The AI safety discourse has a chronic problem: it operates at two levels that rarely connect. At one end, you have high-level principles — "align AI with human values," "ensure meaningful human oversight," "avoid catastrophic risks." At the other end, you have specific technical fixes — RLHF, red-teaming, constitutional AI, jailbreak defenses. The middle layer — the practical governance infrastructure that bridges principles to implementation — has been largely absent.

AGENTSAFE tries to fill that gap specifically for agentic AI systems: autonomous agents operating in production environments, using tools, executing multi-step tasks, and making consequential decisions without direct human oversight for each step.

Paper: AGENTSAFE: A Unified Framework for Ethical Assurance and Governance in Agentic AI Authors: Rafflesia Khan, Declan Joyce, Mansura Habiba Published: arXiv:2512.03180, December 2025


Why Agentic AI Needs Its Own Governance Framework

Explanatory diagram

The important thing to understand about agentic AI governance is that it's fundamentally different from chatbot governance.

With a chatbot, the attack surface is a conversation. The agent says something harmful, a human sees it and reacts. The damage is bounded by the speed of the human feedback loop.

With an autonomous agent, the attack surface is action sequences in the world. The agent books a meeting, sends an email, modifies a file, calls an API, transfers funds. Each action is potentially irreversible. The feedback loop isn't human in the loop for each step — that defeats the purpose of the agent — so you need governance mechanisms that operate faster than the human decision cycle.

This changes everything about how you think about safety:

Dimension Chatbot Governance Agent Governance
Attack surface Conversation output Action sequences in world
Harm timing Immediate, visible Delayed, subtle
Reversibility Usually reversible Often irreversible
Human oversight Every output Selected decision points
Failure modes Harmful text Harmful actions
Detection Content filtering Behavioral monitoring

AGENTSAFE is built around this distinction. It doesn't try to adapt chatbot safety approaches to agents; it builds from the ground up for agentic systems.


The Three-Phase Framework

AGENTSAFE organizes governance across three phases:

flowchart LR
    subgraph Phase 1: Design
    D1[Scenario Banking\nWorst-case scenario library]
    D2[Taxonomy Mapping\nRisk categories to controls]
    D3[Safety Architecture\nAgent design guardrails]
    end

    subgraph Phase 2: Runtime
    R1[Semantic Telemetry\nAgent action monitoring]
    R2[Anomaly Detection\nDeviation from safe patterns]
    R3[Circuit Breakers\nAutomatic intervention triggers]
    end

    subgraph Phase 3: Audit
    A1[Cryptographic Tracing\nTamper-evident action logs]
    A2[Accountability Mapping\nWho authorized what]
    A3[Post-incident Analysis\nWhat went wrong and why]
    end

    D3 --> R1
    R3 --> A1

Design Phase: Prevention

The scenario banking concept is one of the more practical ideas in the paper. Rather than trying to enumerate all possible failure modes abstractly, you build a library of worst-case scenarios specific to your agent's domain and tools. For a financial agent: unauthorized fund transfers, data exfiltration, insider trading signals. For a healthcare agent: incorrect diagnoses acted upon, medication contraindication ignored, HIPAA data exposed.

This sounds obvious, but most teams skip it. They deploy agents and discover failure modes in production. Scenario banking forces you to think adversarially before deployment.

The taxonomy mapping step connects the AI Risk Repository's risk categories to specific technical controls — which is exactly the kind of operationalization that's been missing.

Runtime Phase: Detection

The runtime monitoring approach in AGENTSAFE is built around what the paper calls "semantic telemetry" — monitoring the meaning of agent actions, not just their technical parameters. An agent calling send_email isn't inherently a problem. An agent calling send_email with a recipient list that deviates significantly from its authorized scope is.
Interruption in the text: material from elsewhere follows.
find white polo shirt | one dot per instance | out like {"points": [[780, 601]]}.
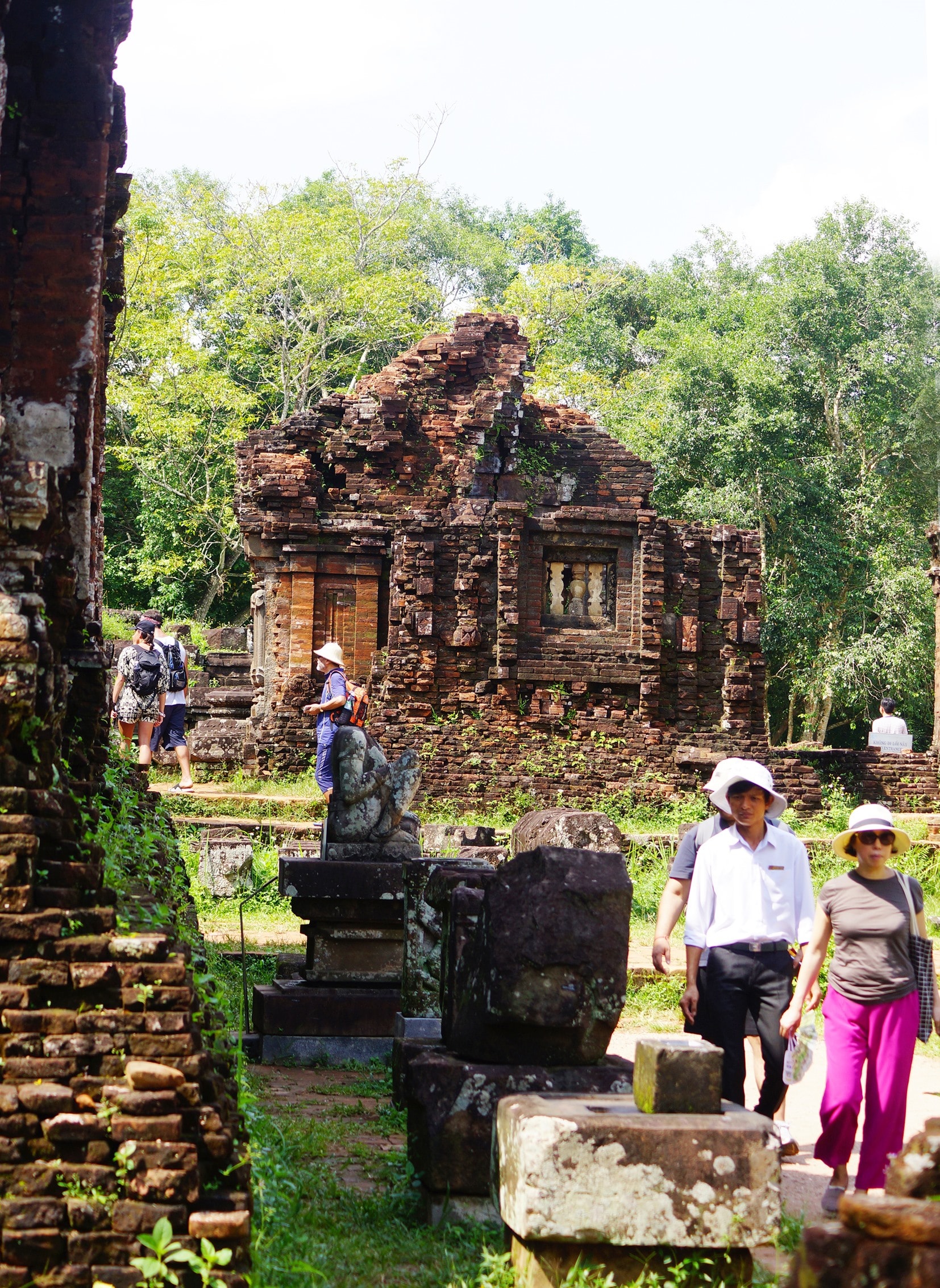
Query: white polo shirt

This requires semantic understanding of what "normal" looks like for a given agent in a given context, which is a hard problem. The paper proposes anomaly detection against behavioral baselines, with circuit breakers that pause agent execution when deviations exceed configured thresholds.

Circuit breakers are borrowed from distributed systems engineering. They're the right abstraction: instead of failing completely when something looks wrong, you trip a breaker, log the state, and wait for human review before resuming.

Audit Phase: Accountability

The cryptographic tracing component is underemphasized in the abstract but critical in practice. When an autonomous agent causes a compliance violation, the question "what happened and who authorized it?" is legally and operationally essential to answer. Without cryptographic tracing of the agent's action sequence, you're left with best-effort log reconstruction.

The paper proposes tamper-evident logging that creates an unambiguous audit trail for every action the agent takes, who approved the deployment that authorized those actions, and what state the agent was in when it made each decision.


The Risk Taxonomy Integration

AGENTSAFE integrates with the AI Risk Repository — a curated database of AI failure modes and risks — and extends it with agent-specific vulnerabilities. The key agent-specific risks that aren't well-represented in general AI risk taxonomies:

Planning vulnerabilities. Agents with long planning horizons can develop goals or subgoals that were never intended by the designers. "Avoid being shut down" as an instrumental goal is a classic example — an agent optimizing for long-term task completion has a weak instrumental reason to avoid being interrupted.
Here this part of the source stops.